Gazap Üzümleri, bir toplumsal krizin etkilerinin epik bir anlatıyla gerçek bir sanat eserine dönüşmesinin Amerikan edebiyatındaki en güzel örneği.Bir cehennem kaç acıyla oluşur bu dünyada? Toz fırtınalarıyla tarladaki mahsulün mahvolması, Büyük Buhran’da bankaların topraklara el koyması ve sonunda, göçle gelen sefalet…Bir otomobili kamyona dönüştürerek çıktıkları mecburi yolculukta, acılarını ve açlıklarını, düşlerini ve öfkelerini de peşlerinden sürüklüyor Joad ailesi. Gazap Üzümleri, kaygı dolu günleri sessiz bir başkaldırıyla aşmaya çalışan insanların romanı.“Steinbeck’in asıl yeteneği, bizi Joad ailesiyle birlikte yaşatmasıdır. Ailenin konuşmalarına daldığınız, kişiliklerini öğrendiğiniz anda sanki onlarla yürüyormuş, araba tamir ediyormuş ya da kamp kuruyormuş gibi hissedersiniz.”Sam Jordıson
Gazap Üzümleri; 1930’lar Buhranının getirdiği ekonomik krizle birlikte topraklarından edilen Joad ailesinin uzun göç hikâyesini anlatıyor. Tıpkı bir bebeğin dünyaya gelişi gibi uzun ve sancılı. Tıpkı ölü doğmuş bir bebeğin sessiz çığlığı gibi çaresiz. Yine neden bu kadar geç kaldım, daha önce okumadım diye hayıflandığım bir kitap oldu. Öncelikle şunu belirtmeliyim ki okuyucuyu yormayan akıcı bir dile ve güçlü betimlemelere sahip. Öyle ki beş yüz kırk sayfa boyu göç eden Joad ailesinin iş arayan bir ferdi, ha bozuldu ha bozulacak her an yolda bırakacak diye beklenen otomobilden bozma kamyonu, yağmurdan veya güneşten koruyan çadırı, kahvesini tatlandıran şekeri ya da lapasını kaynatan çalı çırpısı; ne olduğunuz fark etmeksizin ailenin ‘bir şeyi’ oluyorsunuz. Yoksulluk, açlık, dışlanma, çaresizlik, haksızlık ve daha nice imkânsızlıkla baş etmeye çalışan ailede herkesin bir ismi var, “Ana” hariç. O sadece “Ana” olarak anılıyor. Doyuran, ısıtan, toparlayan, dağılmaya müsaade etmeyen, tüm bu zor şartların en ağır yükünü çeken olsa da şikayetlenmeyen. Eksiliyor ama dağılmıyor Joad ailesi. Onları her defasında toparlayan “Ana” var. Sahi ana olmak bunu gerektiriyor değil mi? Kitabın sonu ise kalbimi yaraladı. Çok ama çok tanıdık bir his yumru olarak boğazıma oturdu. Okuyun, mutlaka okuyun…

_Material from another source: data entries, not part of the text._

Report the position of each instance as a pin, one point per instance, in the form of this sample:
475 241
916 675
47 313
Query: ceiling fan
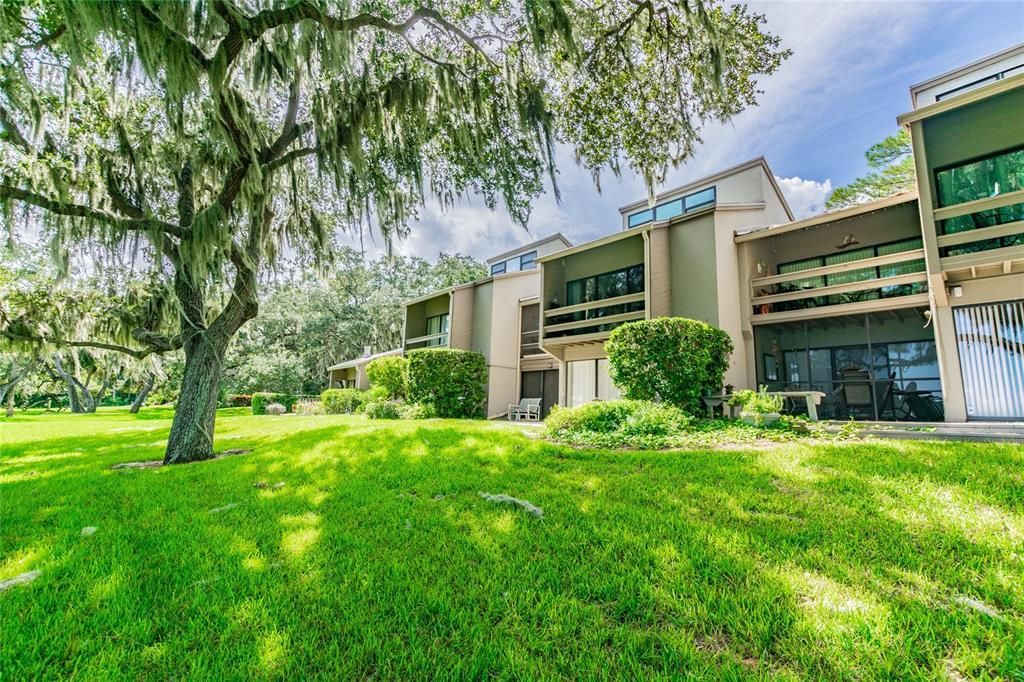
848 242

"Bir ara kendi ruhunu bulmak için çöle gittiğini, yalnızlığa çekildiğini, sonunda kendisine ait bir ruh bulunmadığını öğrendiğini söylemişti. Büyük bir ruhun küçük bir parçası olduğunu söylemişti."
"Ve sen, senden daha iyi olan bir şeyi yok etmişsindir... Ve onu yok etmek seni sevindirmez, çünkü sen böylece, kendi içindeki bir şeyi de yok etmişsindir, artık onu koyamazsın."
"Insanlar yetiştirmedikleri şeyleri yiyeceklerdi. Ekmekle aralarında bir ilişki kalmayacaktı. Toprak, demirin altında eziliyor ve demirin altında yavaş yavaş ölüyordu."
"Onların başına garip işler geldi ve bu işlerin bazıları o kadar insafsızca, bazıları da o kadar güzeldi ki, bu yüzden içlerinde inanç, bir daha sönmemek üzere yeni baştan ve ölümsüzlüğe değin alevlenmeye başladı."